This much is known: Law & Order is on the brink of death after 20 seasons. One more, and it would have broken Gunsmoke's record for longest-running television drama. Right now, we're at the first part of the show where we see that Law & Order is on life-support after a brutal stabbing. [Law & Order sound] Who did it? Let's investigate!
Suspects: There are two key suspects: Dick Wolf, the show's producer, and NBC. Deadline Hollywood , pins the deed on NBC for "reneging" on a deal it made with Wolf back in March for a 21st season. As part of that deal, NBC was supposed to negotiate with TNT (which is pretty much all LNO re-runs and NBA games) for help financing this final season. But negotiations broke down, for some reason. With the TNT money gone, NBC came to Dick Wolf with a list of concessions he'd have to make to get the season made—fewer episodes, a lower budget, etc.—concessions a source tells Deadline were "ludicrous." LNO: Dead.
But New York's Joe Adalian thinks Dick Wolf might be to blame. Again, LNO's cause of death is connected to the financial limits NBC wants to put on the show. But in this version, Wolf is overly greedy. He played a dangerous game of chicken and lost; one insider said: "[Dick could] have his renewal... he just has to decide if he wants another Cadillac or another Rolls Royce."
Motive: It's clear why NBC would want to kill LNO. Not very many people watch it these days, and it is expensive to make. Last season, it averaged just 8 million viewers per episode—down by half from a decade ago. And NBC has been having a hard time with Wolf for years. The LA Times writes that "in recent years, falling ratings and rising expenses for 'Law & Order' have made clashes inevitable." The show had passed its prime, and NBC was sick of dealing with its ornery creator, so they "took care of it."
Why would Dick Wolf want LNO to die? New York floats the idea that Wolf might actually be faking LNO's death for his own gain: Sick of dealing with NBC, he would get them to kill the show so that TNT could jump in and take over production of the final season, as they did with the NBC cop show Southland. (TNT denies they're considering it. They would say that.) Of course, this could just be a case of pure human spite winning out over any business logic. The Wall Street Journal reported back in 2008 that Wolf has felt "cheated" for years by NBC. He believes they "both under-promoted and over-played his shows in reruns." What better revenge than to force NBC into a messy LNO cancellation, which would incur the ire of millions of diehard fans, reinforce the idea that NBC is clueless, and prove Wolf's ultimate worth to the network?

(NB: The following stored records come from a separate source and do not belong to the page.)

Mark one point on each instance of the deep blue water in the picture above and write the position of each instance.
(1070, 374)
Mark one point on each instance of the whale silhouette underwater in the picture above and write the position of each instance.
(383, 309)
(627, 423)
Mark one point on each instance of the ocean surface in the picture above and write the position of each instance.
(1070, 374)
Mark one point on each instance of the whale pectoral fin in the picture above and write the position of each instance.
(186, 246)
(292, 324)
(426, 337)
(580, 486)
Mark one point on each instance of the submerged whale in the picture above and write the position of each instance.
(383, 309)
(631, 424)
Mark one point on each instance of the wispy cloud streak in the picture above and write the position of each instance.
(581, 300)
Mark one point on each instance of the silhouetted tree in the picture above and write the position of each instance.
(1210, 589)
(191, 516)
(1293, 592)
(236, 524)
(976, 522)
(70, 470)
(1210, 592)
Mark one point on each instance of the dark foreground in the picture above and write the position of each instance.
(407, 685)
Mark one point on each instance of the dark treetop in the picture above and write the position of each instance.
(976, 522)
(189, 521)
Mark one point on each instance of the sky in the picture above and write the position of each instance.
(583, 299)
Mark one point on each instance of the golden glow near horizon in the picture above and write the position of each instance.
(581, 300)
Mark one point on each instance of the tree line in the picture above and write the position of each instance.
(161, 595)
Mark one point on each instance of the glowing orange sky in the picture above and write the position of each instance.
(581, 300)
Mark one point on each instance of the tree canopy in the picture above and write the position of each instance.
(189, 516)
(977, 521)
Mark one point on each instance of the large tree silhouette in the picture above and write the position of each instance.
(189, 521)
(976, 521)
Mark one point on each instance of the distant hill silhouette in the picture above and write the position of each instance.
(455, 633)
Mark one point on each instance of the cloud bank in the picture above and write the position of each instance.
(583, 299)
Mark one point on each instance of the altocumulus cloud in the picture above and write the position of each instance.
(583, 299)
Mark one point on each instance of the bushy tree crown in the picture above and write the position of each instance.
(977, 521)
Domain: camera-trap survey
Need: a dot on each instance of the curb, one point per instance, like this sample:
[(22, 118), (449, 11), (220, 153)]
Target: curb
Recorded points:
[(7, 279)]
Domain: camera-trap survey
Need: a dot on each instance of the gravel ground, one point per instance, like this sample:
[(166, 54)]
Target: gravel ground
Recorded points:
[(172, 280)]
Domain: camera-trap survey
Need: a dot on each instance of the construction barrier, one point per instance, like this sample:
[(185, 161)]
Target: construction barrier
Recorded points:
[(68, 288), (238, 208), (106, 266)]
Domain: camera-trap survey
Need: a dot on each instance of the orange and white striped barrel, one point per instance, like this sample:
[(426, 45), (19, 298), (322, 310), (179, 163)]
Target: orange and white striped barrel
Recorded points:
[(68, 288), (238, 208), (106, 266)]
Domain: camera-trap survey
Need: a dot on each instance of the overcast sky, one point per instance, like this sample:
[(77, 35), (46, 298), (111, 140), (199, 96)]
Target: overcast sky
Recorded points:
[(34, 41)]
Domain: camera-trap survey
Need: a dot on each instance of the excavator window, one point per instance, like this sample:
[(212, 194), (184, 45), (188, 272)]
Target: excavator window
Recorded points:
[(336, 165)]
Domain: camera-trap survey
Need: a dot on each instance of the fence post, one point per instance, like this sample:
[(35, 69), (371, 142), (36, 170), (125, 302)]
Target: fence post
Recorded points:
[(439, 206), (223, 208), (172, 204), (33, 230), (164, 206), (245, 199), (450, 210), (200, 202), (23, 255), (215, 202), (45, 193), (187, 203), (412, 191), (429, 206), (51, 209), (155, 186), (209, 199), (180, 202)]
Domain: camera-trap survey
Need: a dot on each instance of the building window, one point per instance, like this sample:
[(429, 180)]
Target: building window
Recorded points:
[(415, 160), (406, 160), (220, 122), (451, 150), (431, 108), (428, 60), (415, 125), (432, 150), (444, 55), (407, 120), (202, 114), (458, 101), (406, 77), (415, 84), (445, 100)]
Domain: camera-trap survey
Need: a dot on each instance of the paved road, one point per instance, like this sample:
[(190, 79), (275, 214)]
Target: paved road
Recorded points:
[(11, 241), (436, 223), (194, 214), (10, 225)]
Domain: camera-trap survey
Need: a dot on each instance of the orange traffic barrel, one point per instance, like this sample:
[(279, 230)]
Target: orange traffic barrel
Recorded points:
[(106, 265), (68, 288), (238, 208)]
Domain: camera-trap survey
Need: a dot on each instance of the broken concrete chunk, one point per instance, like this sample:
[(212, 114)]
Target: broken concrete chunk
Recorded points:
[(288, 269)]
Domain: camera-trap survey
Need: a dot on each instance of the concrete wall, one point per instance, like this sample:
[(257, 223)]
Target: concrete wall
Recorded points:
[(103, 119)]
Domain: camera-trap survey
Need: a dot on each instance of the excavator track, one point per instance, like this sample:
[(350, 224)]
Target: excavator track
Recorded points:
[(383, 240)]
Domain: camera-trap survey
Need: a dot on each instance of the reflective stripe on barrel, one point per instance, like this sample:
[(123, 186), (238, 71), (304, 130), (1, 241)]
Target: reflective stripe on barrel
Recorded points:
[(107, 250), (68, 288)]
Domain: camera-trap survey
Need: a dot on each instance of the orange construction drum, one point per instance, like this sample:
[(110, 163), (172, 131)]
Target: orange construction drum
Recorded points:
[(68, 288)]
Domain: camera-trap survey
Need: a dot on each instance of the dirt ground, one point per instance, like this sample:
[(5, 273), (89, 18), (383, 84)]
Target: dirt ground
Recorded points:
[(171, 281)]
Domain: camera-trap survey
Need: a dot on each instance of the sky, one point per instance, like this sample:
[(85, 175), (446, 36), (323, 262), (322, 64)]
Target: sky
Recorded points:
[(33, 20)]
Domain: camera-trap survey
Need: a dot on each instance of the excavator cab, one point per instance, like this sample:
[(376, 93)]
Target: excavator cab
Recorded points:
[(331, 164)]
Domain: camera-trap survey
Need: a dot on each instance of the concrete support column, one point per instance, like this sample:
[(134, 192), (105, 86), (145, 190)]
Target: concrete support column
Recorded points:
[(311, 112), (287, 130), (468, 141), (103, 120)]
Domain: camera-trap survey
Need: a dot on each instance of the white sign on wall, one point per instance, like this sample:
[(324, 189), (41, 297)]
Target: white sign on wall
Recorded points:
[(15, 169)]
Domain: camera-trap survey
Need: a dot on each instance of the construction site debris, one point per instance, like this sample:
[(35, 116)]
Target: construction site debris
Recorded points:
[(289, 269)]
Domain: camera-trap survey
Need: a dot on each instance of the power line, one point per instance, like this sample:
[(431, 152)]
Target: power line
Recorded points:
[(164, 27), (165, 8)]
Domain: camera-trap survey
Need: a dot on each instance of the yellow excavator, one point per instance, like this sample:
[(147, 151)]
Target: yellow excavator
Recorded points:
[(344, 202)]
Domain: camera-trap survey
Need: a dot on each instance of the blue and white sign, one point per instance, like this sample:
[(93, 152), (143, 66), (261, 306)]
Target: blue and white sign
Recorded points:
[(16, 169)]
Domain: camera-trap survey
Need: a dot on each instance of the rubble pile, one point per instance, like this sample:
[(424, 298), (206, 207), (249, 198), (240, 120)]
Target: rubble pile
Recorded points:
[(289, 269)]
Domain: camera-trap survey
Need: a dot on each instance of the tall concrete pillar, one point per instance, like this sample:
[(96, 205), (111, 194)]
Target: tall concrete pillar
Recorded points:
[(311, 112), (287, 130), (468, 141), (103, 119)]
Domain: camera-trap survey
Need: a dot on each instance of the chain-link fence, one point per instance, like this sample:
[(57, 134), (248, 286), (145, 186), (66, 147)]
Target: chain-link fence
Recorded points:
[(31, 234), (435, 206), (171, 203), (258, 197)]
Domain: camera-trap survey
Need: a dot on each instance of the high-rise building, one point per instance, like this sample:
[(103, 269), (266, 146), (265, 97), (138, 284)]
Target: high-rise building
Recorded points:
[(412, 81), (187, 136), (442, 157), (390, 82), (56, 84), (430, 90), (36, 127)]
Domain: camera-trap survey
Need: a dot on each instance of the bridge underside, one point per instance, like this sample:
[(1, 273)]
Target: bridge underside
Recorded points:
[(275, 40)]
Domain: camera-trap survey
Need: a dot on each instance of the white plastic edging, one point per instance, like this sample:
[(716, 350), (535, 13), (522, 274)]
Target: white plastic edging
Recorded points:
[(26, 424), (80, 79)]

Evidence: There's not much hard evidence on either side, as of yet. We're about five minute post-credits here. What we have is hearsay and speculation: Deadline's sources blaming the thing on NBC's incompetence and New York's on Dick Wolf's intransigence. And, hey, while things look grim, there is still a possibility that LNO will be revived: The New York Times reports that NBC and LNO creator Dick Wolf "are still having conversations." NBC is planning on announcing its new line-up on Monday.
Probably by then a third suspect will have emerged and all the evidence will point to him, but then it turns out it was the first guy all along.